Angrist and Pischke (available for free) argue that the major improvement is the introduction of better research design, mostly experiments and experiment-like methods. They cite a decent sample of macroeconomic papers that head in this direction, but the fact remains that this is difficult advice to follow at the macro level. In responding to the backlash against RCTs, they contend
Empirical evidence on any given causal effect is always local, derived from a particular time, place, and research design. ... Extrapolation of causal effects to new settings is always speculative. ... Accumulating empirical evidence ... is the necessary road along which results become more general. ... [Generally] the channels ... are less clear than the finding that there is an effect. ... But inconclusive or incomplete evidence on mechanisms does not void empirical evidence of predictive value.Leamer (ungated), however, complains that they missed his main point and that the profession has not picked up on it either.

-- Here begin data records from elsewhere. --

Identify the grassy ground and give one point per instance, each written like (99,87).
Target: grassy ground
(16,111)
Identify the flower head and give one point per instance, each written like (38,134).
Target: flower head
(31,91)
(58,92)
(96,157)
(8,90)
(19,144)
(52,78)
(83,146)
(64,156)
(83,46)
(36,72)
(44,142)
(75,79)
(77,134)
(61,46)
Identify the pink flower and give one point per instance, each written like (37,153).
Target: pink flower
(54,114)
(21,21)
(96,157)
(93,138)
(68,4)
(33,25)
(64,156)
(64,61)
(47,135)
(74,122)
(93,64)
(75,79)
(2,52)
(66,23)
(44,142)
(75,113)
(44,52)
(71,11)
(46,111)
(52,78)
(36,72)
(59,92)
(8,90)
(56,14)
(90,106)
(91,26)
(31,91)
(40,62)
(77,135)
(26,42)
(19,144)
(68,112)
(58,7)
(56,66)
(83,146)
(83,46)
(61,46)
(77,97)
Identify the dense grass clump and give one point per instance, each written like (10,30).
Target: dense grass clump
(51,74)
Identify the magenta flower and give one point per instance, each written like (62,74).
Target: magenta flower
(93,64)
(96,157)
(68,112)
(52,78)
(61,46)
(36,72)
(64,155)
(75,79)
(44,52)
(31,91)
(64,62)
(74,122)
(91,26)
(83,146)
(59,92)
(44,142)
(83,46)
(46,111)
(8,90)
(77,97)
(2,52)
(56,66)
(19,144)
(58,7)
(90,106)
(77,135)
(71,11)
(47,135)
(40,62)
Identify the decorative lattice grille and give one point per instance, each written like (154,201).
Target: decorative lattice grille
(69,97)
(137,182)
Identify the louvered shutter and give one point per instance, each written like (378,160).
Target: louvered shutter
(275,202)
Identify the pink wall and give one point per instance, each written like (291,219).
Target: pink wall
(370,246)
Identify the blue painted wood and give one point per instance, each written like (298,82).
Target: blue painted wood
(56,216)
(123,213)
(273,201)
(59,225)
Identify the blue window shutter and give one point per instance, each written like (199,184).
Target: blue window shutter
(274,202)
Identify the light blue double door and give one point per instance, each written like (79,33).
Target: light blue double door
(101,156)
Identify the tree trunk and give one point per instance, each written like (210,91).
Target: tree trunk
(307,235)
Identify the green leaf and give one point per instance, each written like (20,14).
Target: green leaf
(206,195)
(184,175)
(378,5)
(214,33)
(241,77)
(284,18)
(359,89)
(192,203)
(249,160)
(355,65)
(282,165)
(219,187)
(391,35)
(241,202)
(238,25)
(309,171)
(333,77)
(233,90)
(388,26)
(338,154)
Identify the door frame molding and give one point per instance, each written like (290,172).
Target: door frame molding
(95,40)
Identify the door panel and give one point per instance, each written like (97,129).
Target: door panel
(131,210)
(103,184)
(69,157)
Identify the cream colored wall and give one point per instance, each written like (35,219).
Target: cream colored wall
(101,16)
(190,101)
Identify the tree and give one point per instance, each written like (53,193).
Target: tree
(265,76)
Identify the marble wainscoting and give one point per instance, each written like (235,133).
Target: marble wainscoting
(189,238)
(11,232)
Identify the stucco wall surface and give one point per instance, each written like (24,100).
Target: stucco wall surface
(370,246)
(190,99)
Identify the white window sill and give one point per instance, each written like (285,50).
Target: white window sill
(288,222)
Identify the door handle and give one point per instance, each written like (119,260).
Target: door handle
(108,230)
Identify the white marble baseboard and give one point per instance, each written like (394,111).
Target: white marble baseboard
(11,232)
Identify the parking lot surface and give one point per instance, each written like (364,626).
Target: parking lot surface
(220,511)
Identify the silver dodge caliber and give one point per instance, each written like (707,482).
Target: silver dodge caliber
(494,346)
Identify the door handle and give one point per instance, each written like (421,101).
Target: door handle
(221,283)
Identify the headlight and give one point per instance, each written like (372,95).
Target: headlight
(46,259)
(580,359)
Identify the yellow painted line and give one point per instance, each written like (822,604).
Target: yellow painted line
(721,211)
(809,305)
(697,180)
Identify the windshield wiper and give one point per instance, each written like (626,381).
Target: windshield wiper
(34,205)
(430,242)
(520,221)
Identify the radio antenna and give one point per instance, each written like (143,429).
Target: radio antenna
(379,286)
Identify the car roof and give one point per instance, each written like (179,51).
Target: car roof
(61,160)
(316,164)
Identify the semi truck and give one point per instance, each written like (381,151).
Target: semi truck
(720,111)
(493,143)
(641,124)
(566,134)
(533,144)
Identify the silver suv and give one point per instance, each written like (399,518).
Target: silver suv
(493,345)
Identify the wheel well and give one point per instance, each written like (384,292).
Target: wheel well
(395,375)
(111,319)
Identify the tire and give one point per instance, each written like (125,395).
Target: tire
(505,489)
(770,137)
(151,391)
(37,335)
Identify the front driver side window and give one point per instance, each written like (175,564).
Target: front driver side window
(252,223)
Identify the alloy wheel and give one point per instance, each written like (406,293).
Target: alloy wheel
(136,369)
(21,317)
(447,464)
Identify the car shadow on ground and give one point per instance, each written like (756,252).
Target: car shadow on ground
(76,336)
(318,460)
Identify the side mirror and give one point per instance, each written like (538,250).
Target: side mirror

Most of our methods rely on theories that only work asymptotically, but even as we accumulate empirical evidence we never actually reach the asymptote. "The only way to create credible inferences with doubtful assumptions is to perform a sensitivity analysis that separates the fragile inferences fragile infereences from the sturdy ones..." He speaks out against nonparametric estimation and consistent standard errors for "disguising the assumptions." He agrees with Angrist and Pischke in complaining about instrumental variables "thoughtlessly chosen. I think we would make progress if we stopped using the words 'instrumental variables' and used instead 'surrogates' - meaning surrogates for the experiment that we wish we could have conducted."
Leamer then argues against RCTs as well. He discusses additive and interactive confounders that experiments with finite data cannot overcome, though he also admits that our concerns about extrapolation of RCTs is a sign of progress. He attacks the "myth of the data generating process," and insists that we take our ignorance seriously and admit it openly. He also believes they are too optimistic about what experiments can do for macro: all we can do is "seek patterns and tell stories." "Mission Accomplished ... [is] never gonna happen."
Keane (ungated) notes that economists can learn from marketers who have spent a good deal of time developing natural experiments. "Where I most strongly disagree ... is their notion that empirical work can exist independently from, or occur prior to, economic theory." Leamer's question is how we can produce credible results in a subjective world. "The idea is that the researcher ... provides evidence of value to all ... audiences, given their prior views, and also reveals to what extent estimates are determined by a set of prior beliefs. ... We know perfectly well that our models aren't true. Validation exercises are used purely as a way to persuade the audience (and ourselves) that a model may be a useful tool for prediction and policy evaluation."
Sims (ungated) takes on the question at a deeper level, contending that "economics is not an experimental science and cannot be. 'Natural' experiments and 'quasi' experiments are not in fact experiments ... They are rhetorical devices that are often invoked to avoid having to confront real econometric difficulties." The best we can do is "to use data to narrow the range of substantive disagreement." He also argues that experiments have done nothing for macro. Instead he believes that VAR and DSGE models (which Leamer laughed at) have done the most good for bringing about broad policy consensus. The experiments, and particularly IV estimates, do a poor job analyzing nonlinearity.
Stock (ungated) puts the macroeconomics question very well by classifying three types of questions addressed by macroeconomics: Why do we observe the dynamics we see? How do changes in rules, institutions, and preferences affect the dynamics we see? What are the effects of one-off policy interventions within the institutional context? Stock argues that experiments do best with the third question, while its ability to handle the other questions is much more limited.